Speaker Verification Based on Log-Likelihood Score Normalization

Abstract

Due to differences in the distribution of scores for different trials, the performance of a speaker verification system will be seriously diminished if raw scores are directly used for detection with a unified threshold value. As such, the scores must be normalized. To tackle the shortcomings of score normalization methods, we propose a speaker verification system based on log-likelihood normalization (LLN). Without a priori knowledge, LLN increases the separation between scores of target and non-target speaker models, so as to improve score aliasing of “same-speaker” and “different-speaker” trials corresponding to the same test speech, enabling better discrimination and decision capability. The experiment shows that LLN is an effective method of scoring normalization.

Share and Cite:

Cao, W. , Liang, C. and Cao, S. (2020) Speaker Verification Based on Log-Likelihood Score Normalization. Journal of Computer and Communications, 8, 80-87. doi: 10.4236/jcc.2020.811006.

1. Introduction

Speaker recognition uses information contained in speech waves to recognize a speaker’s identity [1]. Due to advantages such as convenience of speech acquisition, simple collection equipment, and remote recognition through a network, speaker recognition is becoming a major means of biometric recognition [2].

Depending on the purposes of recognition, speaker recognition uses the approaches of speaker identification and speaker verification [3] [4]. Speaker identification finds a speaker whose voice matches a test speech from a given set of speakers.

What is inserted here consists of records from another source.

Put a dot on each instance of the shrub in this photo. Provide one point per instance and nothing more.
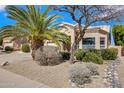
(48, 55)
(8, 48)
(93, 68)
(65, 55)
(25, 48)
(79, 54)
(79, 74)
(92, 57)
(109, 54)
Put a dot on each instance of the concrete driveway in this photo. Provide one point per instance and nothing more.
(12, 80)
(15, 57)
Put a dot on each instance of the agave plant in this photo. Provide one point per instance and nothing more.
(33, 24)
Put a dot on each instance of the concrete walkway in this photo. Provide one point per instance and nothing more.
(11, 80)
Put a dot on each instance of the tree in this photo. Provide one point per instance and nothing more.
(118, 32)
(89, 15)
(1, 41)
(34, 25)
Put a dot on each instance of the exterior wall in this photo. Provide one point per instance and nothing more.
(97, 39)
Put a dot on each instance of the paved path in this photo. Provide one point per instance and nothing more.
(15, 57)
(11, 80)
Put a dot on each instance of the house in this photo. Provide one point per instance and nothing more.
(96, 37)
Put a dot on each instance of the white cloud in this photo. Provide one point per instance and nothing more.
(2, 7)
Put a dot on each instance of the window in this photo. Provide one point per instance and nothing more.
(88, 42)
(102, 42)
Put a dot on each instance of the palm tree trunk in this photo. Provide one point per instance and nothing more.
(73, 48)
(34, 46)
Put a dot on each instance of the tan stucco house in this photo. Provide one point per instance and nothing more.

Speaker verification determines whether a test speech belongs to a claimed speaker, i.e., it makes a decision of “true” or “false” for a trial which consists of a test speech and the identification of a claimed speaker.

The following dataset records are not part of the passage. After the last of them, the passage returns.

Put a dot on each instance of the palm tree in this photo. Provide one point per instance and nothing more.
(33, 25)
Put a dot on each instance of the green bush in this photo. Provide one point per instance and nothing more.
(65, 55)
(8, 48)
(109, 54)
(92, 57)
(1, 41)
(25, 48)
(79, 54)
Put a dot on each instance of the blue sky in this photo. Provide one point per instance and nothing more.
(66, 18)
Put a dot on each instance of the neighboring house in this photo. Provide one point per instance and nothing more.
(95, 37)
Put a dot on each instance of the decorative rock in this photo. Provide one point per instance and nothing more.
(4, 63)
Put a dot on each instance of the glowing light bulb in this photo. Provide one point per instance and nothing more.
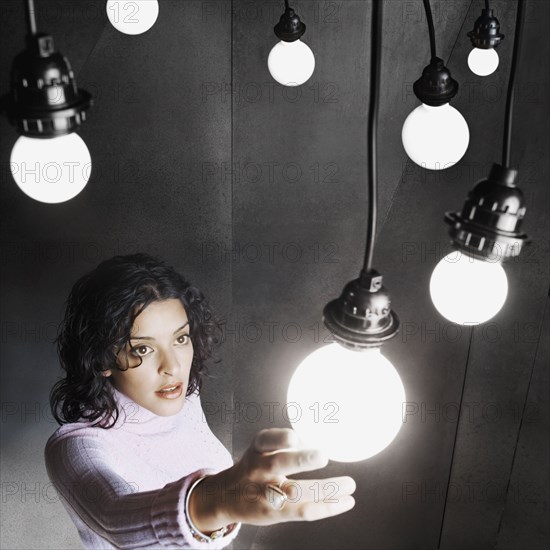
(435, 137)
(132, 17)
(483, 62)
(348, 403)
(51, 170)
(291, 63)
(468, 291)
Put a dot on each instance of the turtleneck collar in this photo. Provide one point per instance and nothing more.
(137, 419)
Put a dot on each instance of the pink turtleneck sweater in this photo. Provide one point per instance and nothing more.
(125, 487)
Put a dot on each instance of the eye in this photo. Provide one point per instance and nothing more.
(184, 339)
(138, 351)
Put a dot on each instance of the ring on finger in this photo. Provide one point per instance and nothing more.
(275, 495)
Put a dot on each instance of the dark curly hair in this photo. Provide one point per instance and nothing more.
(99, 316)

For speaker verification, there are great differences in the score distributions of trials from the following aspects [5].

1) Inconsistency of a given speaker. Due to factors such as time, health, mental state, recording, and conditions, the scores of different test speeches of the same speaker on the target speaker model are not constant, but follow certain probability distributions.

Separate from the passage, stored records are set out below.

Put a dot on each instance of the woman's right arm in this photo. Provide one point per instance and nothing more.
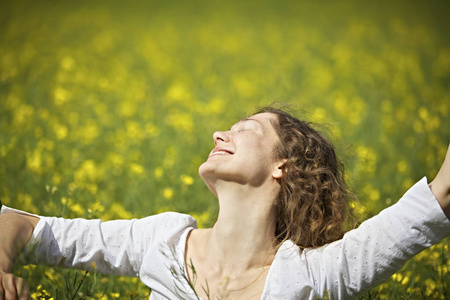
(15, 231)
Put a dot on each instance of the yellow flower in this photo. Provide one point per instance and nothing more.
(159, 171)
(60, 95)
(136, 168)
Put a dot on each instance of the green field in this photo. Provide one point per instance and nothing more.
(107, 108)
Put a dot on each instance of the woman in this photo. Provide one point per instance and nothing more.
(278, 234)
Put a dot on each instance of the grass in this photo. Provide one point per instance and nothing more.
(108, 108)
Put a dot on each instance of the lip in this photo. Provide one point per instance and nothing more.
(219, 151)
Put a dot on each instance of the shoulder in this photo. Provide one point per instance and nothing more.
(165, 224)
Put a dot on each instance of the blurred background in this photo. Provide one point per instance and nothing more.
(107, 108)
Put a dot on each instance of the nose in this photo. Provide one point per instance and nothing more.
(220, 136)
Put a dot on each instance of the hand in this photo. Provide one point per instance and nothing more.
(12, 287)
(440, 186)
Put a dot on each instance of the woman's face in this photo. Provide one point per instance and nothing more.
(244, 154)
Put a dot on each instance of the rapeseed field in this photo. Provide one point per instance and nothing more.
(107, 109)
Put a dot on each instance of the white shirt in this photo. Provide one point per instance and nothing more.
(153, 249)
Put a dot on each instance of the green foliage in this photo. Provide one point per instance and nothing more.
(107, 108)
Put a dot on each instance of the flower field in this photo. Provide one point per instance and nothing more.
(107, 109)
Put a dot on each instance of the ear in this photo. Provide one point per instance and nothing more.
(278, 172)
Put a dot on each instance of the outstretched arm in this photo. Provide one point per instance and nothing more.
(440, 186)
(15, 231)
(381, 245)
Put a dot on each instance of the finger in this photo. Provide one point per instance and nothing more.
(9, 287)
(22, 289)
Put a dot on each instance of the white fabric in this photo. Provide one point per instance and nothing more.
(153, 248)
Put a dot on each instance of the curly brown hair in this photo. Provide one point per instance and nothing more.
(312, 204)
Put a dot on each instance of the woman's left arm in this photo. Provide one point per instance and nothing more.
(440, 186)
(380, 246)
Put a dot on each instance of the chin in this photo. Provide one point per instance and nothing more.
(207, 175)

2) Inconsistency between speakers. Due to the influence of speaking habits, voice, language, and other factors, the scores of trials of different speaker models are inconsistent. The scores of trials associated with some speaker models are generally high, while those of others are relatively low.

3) Inconsistency between test speeches. Under influences such as time duration, environmental noise, and channel conditions, the scores of trials associated with different test speeches show inconsistency. Scores of trials associated with some test speeches may be generally high, and those of other test speeches low. Some test speeches have similar scores on target and non-target speaker models, which makes it difficult to distinguish scores.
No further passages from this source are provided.